I was glad my Wagner Autopilot was working good enough that I was able to plot in a course off Pt Atkinson for Porlier Pass. It's approximately 20 miles from Vancouver but the water running through the channel can make it very treacherous or impossible to go through except very near the 'turn'. The 2012 Canadian Tide and Current Tables gave me that as 5:30 pm, factoring in daylight saving. We weighed anchor at noon and pulling the dinghy at an easy 2500 rpm I was getting 4.5 to 5 knots. What great serendipity!

Laura loved the channel crossing. There was so little wind I didn't put the sails up but relied on the 'iron jenny'. Blue sky and sunshine, gentle breeze and calm blue seas all around. Great scenery of snow capped mountains in the distance. A whole lot of blue really. A large freighter came quite close and we had a really fine time just short of Porlier moseying along having arrived a bit early for the 'Turn'. On the way I'd made toast with cream cheese and honey open faced sandwiches. Gilbert and Laura had lain in the sun on deck. I'd read in the cockpit mostly wandering around the boat occasionally to do the captain thing of checking stuff. What stuff never matters. I found a line that needed fixing and fixed it. Otherwise I enjoyed a western. Laura was reading fashion magazines. Gilbert was gnawing on chews or begging with a toy in his mouth to have one of us throw it for him.

Porlier Pass was exciting but not as exciting as it's been on some occasions when I've missed the Turn and being experienced and stupid have 'shot the rapids'. Having been a white water canoeist ,doing this is like that ,but far more dangerous and not recommended. Frothing white water and great whirlpools that threaten at any moment to swallow the 40 foot 13 ton boat whole. This time the ripples on the surface and the stresses on the helm just spoke of what was waiting below for the unwary or intrepid.
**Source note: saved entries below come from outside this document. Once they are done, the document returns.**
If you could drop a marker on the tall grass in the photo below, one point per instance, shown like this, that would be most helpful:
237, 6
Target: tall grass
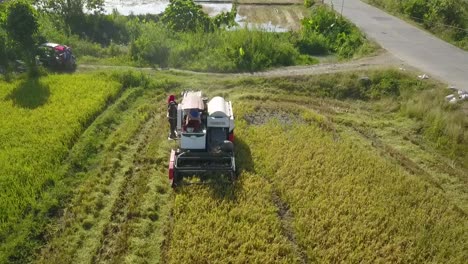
443, 124
226, 51
41, 119
447, 19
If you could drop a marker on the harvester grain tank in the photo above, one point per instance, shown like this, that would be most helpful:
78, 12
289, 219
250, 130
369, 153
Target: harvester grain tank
205, 130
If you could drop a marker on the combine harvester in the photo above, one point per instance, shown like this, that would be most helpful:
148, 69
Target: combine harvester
205, 132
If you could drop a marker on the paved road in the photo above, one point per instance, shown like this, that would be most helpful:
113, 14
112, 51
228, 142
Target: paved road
408, 43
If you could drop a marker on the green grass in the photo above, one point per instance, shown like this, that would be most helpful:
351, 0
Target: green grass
42, 119
333, 169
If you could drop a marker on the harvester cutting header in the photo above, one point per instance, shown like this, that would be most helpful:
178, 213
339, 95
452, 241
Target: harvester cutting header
205, 130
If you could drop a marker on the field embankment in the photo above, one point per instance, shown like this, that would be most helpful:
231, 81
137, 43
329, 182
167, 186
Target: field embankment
334, 168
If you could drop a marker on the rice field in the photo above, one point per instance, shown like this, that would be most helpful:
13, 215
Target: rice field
325, 177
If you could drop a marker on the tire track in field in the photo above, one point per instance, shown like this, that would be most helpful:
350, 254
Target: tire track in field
381, 60
114, 241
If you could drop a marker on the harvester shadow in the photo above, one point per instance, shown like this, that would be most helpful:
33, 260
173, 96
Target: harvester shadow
30, 93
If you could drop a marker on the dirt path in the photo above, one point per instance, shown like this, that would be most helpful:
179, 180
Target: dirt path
409, 43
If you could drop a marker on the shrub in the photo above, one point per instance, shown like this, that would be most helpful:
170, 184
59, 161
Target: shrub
324, 30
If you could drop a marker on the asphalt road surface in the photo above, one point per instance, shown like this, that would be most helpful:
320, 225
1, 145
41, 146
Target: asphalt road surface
408, 43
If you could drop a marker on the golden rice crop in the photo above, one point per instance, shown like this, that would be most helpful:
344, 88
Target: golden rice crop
352, 205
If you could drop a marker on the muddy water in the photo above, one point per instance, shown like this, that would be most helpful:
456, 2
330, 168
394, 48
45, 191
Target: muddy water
138, 7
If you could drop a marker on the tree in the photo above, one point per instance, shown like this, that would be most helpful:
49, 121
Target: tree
22, 27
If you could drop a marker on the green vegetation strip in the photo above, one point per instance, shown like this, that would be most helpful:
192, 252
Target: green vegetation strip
228, 223
41, 120
350, 204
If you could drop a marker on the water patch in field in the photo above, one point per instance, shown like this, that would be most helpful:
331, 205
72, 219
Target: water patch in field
141, 7
136, 7
269, 26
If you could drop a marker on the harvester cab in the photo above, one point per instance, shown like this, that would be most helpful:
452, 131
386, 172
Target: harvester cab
206, 134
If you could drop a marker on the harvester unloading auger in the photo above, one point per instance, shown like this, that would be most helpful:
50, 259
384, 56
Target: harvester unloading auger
205, 130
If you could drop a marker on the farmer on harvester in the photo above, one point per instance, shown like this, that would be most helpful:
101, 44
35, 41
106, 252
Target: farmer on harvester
172, 116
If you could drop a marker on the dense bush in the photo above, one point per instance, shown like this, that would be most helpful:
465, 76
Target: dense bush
445, 18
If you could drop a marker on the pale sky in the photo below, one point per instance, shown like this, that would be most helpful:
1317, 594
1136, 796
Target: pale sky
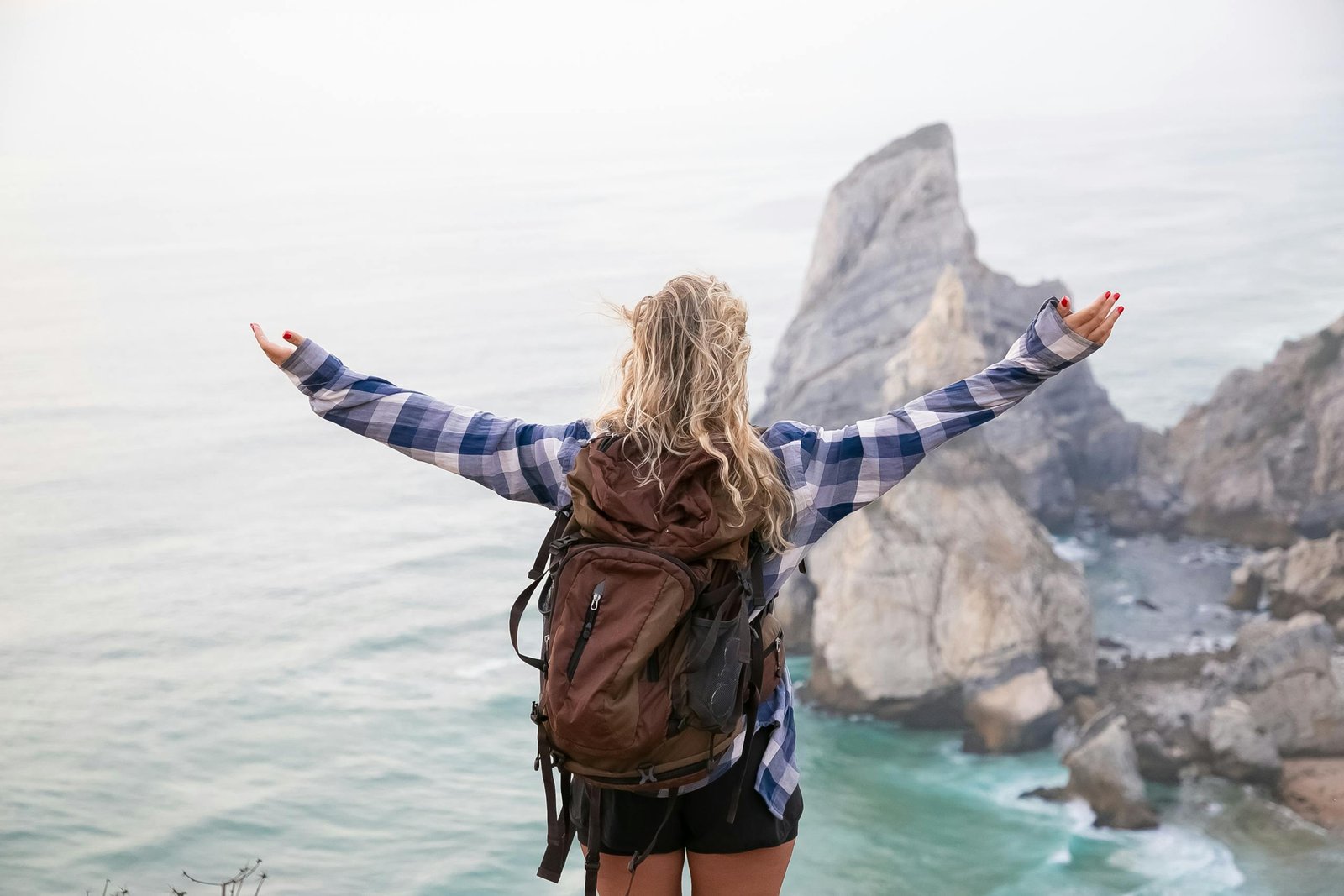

The lighthouses here are extremely pictuesque. Only a couple of boats were fishing in these salmon rich waters.

Trinicomalli Channel was lovely as always. A long stretch of protected water with islands on either side. One of the most beautiful of cruising channels I've enjoyed. Many's the time I've gone up or down it the whole way wing on wing as the winds can be so perfect here. Today though it was good for boating and while Laura had a shower below I began to read "The Legend of the Painted Horse" by Harry Combs, possibly one of the greatest of western writers, the author of 'Brules'. It's a joy to start a new book by a favoured author.

Before long we were coming into Ganges with the sun setting over the town. Much fewer crab pots made the passage into the anchorage area a whole lot easier than some years. Hot dogs with cheese made for an easy dinner then we were in bed enjoying the gentle motion at anchor, looking up through the hatch at the stars above. Gilbert, always the chaperone, when good night kisses are going around ,had stuffed his squirming little body between us so he could alternatively lick each of our faces. Eventually we all slept to wake this morning in absolute paradise.

I've had coffee and Laura is ready so we'll take the dinghy in town and spend the day at the Salt Spring Island AA Lamb Roast Round Up. What a great trip over thanks to Jim's help and God's Grace. Now for a day of sunshine and inspirational speakers. Spirituality is a marvellous place of soul. I love to gather with others and celebrate gratitude and focus on the positives rather than the negatives of life. Together we share our experience, strength and hope. Al Anon Family Groups is the organization of friends and family that comes everywhere as well. Now I've come to this 'Round Up' by Motorcycle, Car, and Sailboat and now Sailboat again. The organizers always make it a great time. A wonderful August weekend and destination. It's Gilbert's third year. Each year we wonder about enrolling him in a "BA" group for his ball compulsion but so far he insists that it's just a social thing. When the dog police stop him he insists he's only has 2 balls. Outsiders don't know how many he has hidden and buried.